Contrary to that tag above, this post is by my good friend and semi-frequent guest blogger, Cristina White, who steps in to save the blog from going a full three months with no update – and contributes wit and wisdom, to boot. Thank you, Cristina! Welcome back!
On August 23rd, there was an earthquake on the East Coast. Although the 5.8 trembler affected people and places from Georgia to Canada, most of the news coverage I saw centered on Washington, D.C. For many people in that city, the quake was a first time experience.
The day before the quake marked another first for our capitol — the first monument on the National Mall dedicated to an African American. The Martin Luther King, Jr. Memorial is a massive granite sculpture inspired by a line from the Reverend’s “Dream” speech: “Out of the mountain of despair, a stone of hope.”
Was there some significance, I wondered, in this conjunction of events? Could an earthquake hard on the heels of this particular memorial mean that the mighty footprint of Reverend King would have an impact on our political representatives? Was it possible that the “stone of hope” would become real progress in Congress toward the common good?
I put the quake and the memorial together and dreamed this dream — that the spirit of Martin Luther King, all he believed in and stood for and worked toward — would shake our capitol and this Congress down to its roots, and the power of his vision would overwhelm the lobbyists and send a tremor through to the Republican soul. And in that shake up, we would actually see Republicans begin to work with Democrats to put people back to work and invest in our schools and in our nation.
That’s what I wanted this conjunction of the quake and the memorial to mean. Then along came Irene, and I found out that Michele Bachmann put the quake and the hurricane together and came up with another meaning: God is telling us to cut spending.
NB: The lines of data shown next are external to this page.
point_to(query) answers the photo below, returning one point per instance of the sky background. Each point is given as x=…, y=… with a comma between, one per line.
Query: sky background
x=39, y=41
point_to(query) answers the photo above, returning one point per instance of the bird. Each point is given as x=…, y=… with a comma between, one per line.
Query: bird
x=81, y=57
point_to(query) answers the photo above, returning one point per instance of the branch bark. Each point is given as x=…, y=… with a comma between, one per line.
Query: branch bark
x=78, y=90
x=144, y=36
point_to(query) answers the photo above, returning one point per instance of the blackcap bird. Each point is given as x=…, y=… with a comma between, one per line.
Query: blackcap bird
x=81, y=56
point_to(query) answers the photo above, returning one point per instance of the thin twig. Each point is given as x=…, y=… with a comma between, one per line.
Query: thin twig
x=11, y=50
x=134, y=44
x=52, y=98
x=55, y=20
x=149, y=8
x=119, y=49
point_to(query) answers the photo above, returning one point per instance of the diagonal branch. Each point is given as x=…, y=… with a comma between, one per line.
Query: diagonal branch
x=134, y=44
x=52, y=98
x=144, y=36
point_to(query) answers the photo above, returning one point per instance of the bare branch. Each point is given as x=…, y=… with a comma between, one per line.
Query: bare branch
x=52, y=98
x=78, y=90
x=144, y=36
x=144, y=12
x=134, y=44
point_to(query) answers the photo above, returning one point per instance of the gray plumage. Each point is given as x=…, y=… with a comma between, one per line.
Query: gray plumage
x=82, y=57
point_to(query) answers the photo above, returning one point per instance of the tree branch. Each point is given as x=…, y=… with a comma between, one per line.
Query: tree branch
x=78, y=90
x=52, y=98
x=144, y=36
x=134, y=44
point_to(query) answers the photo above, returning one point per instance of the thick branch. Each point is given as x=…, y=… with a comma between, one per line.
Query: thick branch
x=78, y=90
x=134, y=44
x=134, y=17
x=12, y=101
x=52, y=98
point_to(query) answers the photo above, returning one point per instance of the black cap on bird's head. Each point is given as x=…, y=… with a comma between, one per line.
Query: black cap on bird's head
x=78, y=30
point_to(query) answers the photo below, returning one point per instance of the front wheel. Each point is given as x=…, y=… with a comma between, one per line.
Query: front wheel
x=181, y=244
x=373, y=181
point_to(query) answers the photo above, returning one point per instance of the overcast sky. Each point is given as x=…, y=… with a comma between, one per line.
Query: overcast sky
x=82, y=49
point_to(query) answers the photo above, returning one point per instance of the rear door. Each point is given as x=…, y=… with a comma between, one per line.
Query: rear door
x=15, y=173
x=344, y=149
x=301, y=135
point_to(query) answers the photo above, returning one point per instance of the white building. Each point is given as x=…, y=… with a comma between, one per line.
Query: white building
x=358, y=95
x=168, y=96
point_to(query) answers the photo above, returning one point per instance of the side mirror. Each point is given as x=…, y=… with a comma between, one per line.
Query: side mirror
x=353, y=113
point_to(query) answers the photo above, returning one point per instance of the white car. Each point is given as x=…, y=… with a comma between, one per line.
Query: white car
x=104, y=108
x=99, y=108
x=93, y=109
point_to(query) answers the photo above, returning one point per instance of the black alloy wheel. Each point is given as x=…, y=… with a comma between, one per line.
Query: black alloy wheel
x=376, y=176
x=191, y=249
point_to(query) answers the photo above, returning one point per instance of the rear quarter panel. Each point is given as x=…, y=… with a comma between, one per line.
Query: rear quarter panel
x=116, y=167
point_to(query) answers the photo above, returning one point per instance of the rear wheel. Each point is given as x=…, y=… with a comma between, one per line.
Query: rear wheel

Maybe Bachmann’s conclusion differs from mine so completely because she didn’t figure the King Memorial into her equation. Or maybe it is simply that, as beauty is in the eye of the beholder, significance is in the mind, and political leaning, of the observer.
At the end of the day, I doubt that God is using natural or man-made events to talk to me or Michele Bachmann. The only difference between us is that my ruminations on the meaning of events are conversations I have with myself, while Michele Bachmann actually believes she’s getting messages from God. Just kidding.